The Art of War for Writers
In the Art of War for Writers, James Scott Bell kicks writing butt by coupling the principles set forth by the great military strategist, Sun Tzu (544-496 B.C.), a general, philosopher, and all around savvy guy, as well as author of one of the first military treatise ever written. Sun Tzu’s time honored strategies are transferable, it seems, as Bell ingeniously applies proven military tactics to the art of writing. That writers have employed many of these exercises since the first stories were told is something Bell readily acknowledges, but he’s not afraid to retread a few of these writing tips in support of the cause. He also provides some very useful advice on getting yourself published. I found The Art of War inspiring in ways that other books on the craft fall short. If you’ve been at this awhile, you’ll have read more than a few books on writing and after a bit, the advice all blends together. The great thing about Bell’s book is that even when the advice is nothing new, the presentation is both novel and inspiring. If you haven’t been at this long, then The Art of War is essential as it forces you to break your writing down into small, bite-sized pieces which, as any good writer must accept, is the only way to get anything done. You can only hold one scene or chapter or even paragraph in your mind at once, assuming that you’re in the zone and letting your voice speak through you not the persnickety critic, mind you, but your Voice.
The book is broken up into three parts: reconnaissance, tactics, and strategy. Each chapter is headed up with a quote, adopted from Sun Tzu’s Military strategy. Reconnaissance deals with the mental clarity it takes to be a writer. Just about every chapter deals with overcoming this or that phobia, lazy attitude, or fear, and turns it into a writing event. “Do the thing you fear and death of fear is certain,” was a principle set forth by Teddy Roosevelt with much success, says Bell. As a writer, you should be no less fearful and fearless. Don’t worry, don’t compare, and for Godsakes, don’t compete; just write.

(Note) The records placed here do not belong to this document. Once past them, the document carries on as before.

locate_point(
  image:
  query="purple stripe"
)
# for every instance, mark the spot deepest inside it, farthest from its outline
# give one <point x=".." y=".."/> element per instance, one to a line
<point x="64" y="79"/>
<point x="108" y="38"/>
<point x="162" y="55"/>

The section on tactics deals with honing skills, not settling for mediocrity, and shaping yourself to acclimate always with the goal of supreme victory in mind. This means you will need to work outside your comfort zone and wrestle your demons into submission, but it will be worth it for your story. Bell wants you to yank your readers into your story from word one and for Godsakes, don’t talk about the weather, at least not at first, unless weather happens to be critical to whatever opening salvo you put forth. Tactics is the meat of the book and the place where the most practical advice lives. Finally, there’s strategy, and if you aren’t interested in being published or produced, move on, but if you are, these chapters round out the book like creme brûlée and cognac after a delicious meal so don’t walk away just yet. Agents, publishers, query letters, elevator speeches and writing conferences — they are all there, waiting to guide you into battle along with Bell and Sun Tzu. So grab your weapons — pen and paper — and get to it. We’ll see you on the battlefield.